Quando o Legislativo faz o que quer ao arrepio da lei ou quando muda a lei ao arrepio da probidade, ultrapassa as limitações impostas pelo Estado de Direito ao exercício do poder pelos donos de mandatos eletivos.
O Judiciário, neste e em outros casos, não exorbitou. Apenas recuperou o equilíbrio rompido pelo Legislativo, fazendo valer a Constituição.
Sobre isso, o despacho do juiz também é bastante claro: “O afastamento dos envolvidos, ao contrário de ser uma indevida interferência do Poder Judiciário, configura uma afirmação dos princípios mais caros ao Estado Democrático de Direito, a demonstrar que o jogo político tem de estar atento à lisura.”

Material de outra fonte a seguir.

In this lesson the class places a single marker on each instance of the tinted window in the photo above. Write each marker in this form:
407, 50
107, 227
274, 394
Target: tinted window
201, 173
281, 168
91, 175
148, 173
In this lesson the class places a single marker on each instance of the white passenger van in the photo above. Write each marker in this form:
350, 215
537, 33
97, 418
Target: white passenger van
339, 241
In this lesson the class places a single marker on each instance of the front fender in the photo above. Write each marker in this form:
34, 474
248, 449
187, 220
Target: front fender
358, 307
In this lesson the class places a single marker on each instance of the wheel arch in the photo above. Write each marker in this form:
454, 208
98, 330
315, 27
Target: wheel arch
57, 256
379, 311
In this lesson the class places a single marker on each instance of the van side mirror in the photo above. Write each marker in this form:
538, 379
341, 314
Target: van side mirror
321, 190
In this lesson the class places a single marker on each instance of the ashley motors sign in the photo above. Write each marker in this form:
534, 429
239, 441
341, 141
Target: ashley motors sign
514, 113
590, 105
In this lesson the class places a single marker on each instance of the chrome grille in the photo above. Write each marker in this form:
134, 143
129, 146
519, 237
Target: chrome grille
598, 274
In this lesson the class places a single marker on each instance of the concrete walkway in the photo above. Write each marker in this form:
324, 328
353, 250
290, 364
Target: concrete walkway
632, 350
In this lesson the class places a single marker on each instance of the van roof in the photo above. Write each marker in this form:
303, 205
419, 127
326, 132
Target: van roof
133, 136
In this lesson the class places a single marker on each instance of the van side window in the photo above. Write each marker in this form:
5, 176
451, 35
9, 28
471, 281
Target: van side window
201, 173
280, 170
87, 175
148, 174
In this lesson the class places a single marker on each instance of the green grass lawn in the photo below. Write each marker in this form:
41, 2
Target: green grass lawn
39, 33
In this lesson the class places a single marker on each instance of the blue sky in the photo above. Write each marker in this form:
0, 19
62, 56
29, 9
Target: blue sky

Nítido, certeiro e exemplar. Oxalá o Ministério Público e o Judiciário tivessem tido a mesma iniciativa em maquinações semelhantes ocorridas no Congresso Nacional, embora sempre seja tempo. No que depender dos Poderes Legislativos em qualquer âmbito, não faltarão novas oportunidades.
Não é garantia da “lisura” aludida pelo juiz. Mas ao menos expõe suas excelências à luz do sol e aos efeitos do sereno.
Aqui mesmo
O PSDB não precisaria ir tão longe, até o Chile, para descobrir que votos não se transferem automaticamente. Bastaria lembrar a eleição municipal de 2008, quando o presidente Lula perdeu as tentativas de eleger Marta Suplicy prefeita de São Paulo e de derrotar Micarla de Souza em Natal, as duas campanhas em que se expôs mais explicitamente.
Com Marta Lula perdeu duas vezes. Logo no primeiro mandato, em 2003, exortou a população de São Paulo a reeleger a então prefeita, derrotada no ano seguinte.
Táticas
O PT tende a recrudescer daqui até março nos ataques aos tucanos em geral e ao governador José Serra, em particular. A ideia é a de que Serra possa pensar em desistir da candidatura presidencial ante a visão da guerra de extermínio.
Já ao PSDB agradou o ataque de Dilma Rousseff acusando a oposição de querer “acabar com o PAC”. Não pelo conteúdo, que deixa os tucanos mal com a população mais pobre.
Gostaram da forma. Com Dilma na ofensiva, PSDB acha que pode estabelecer a polarização que lhe interessa: candidato contra candidato e não presidente (Lula) contra ex-presidente (Fernando Henrique).
Tubo bem
No caos das chuvas de dezembro em São Paulo, o prefeito Gilberto Kassab saudou o “lado positivo” das enchentes. Ontem, em meio à contabilização dos mortos na enxurrada, assegurou que as ações da prefeitura “estão surtindo efeito”.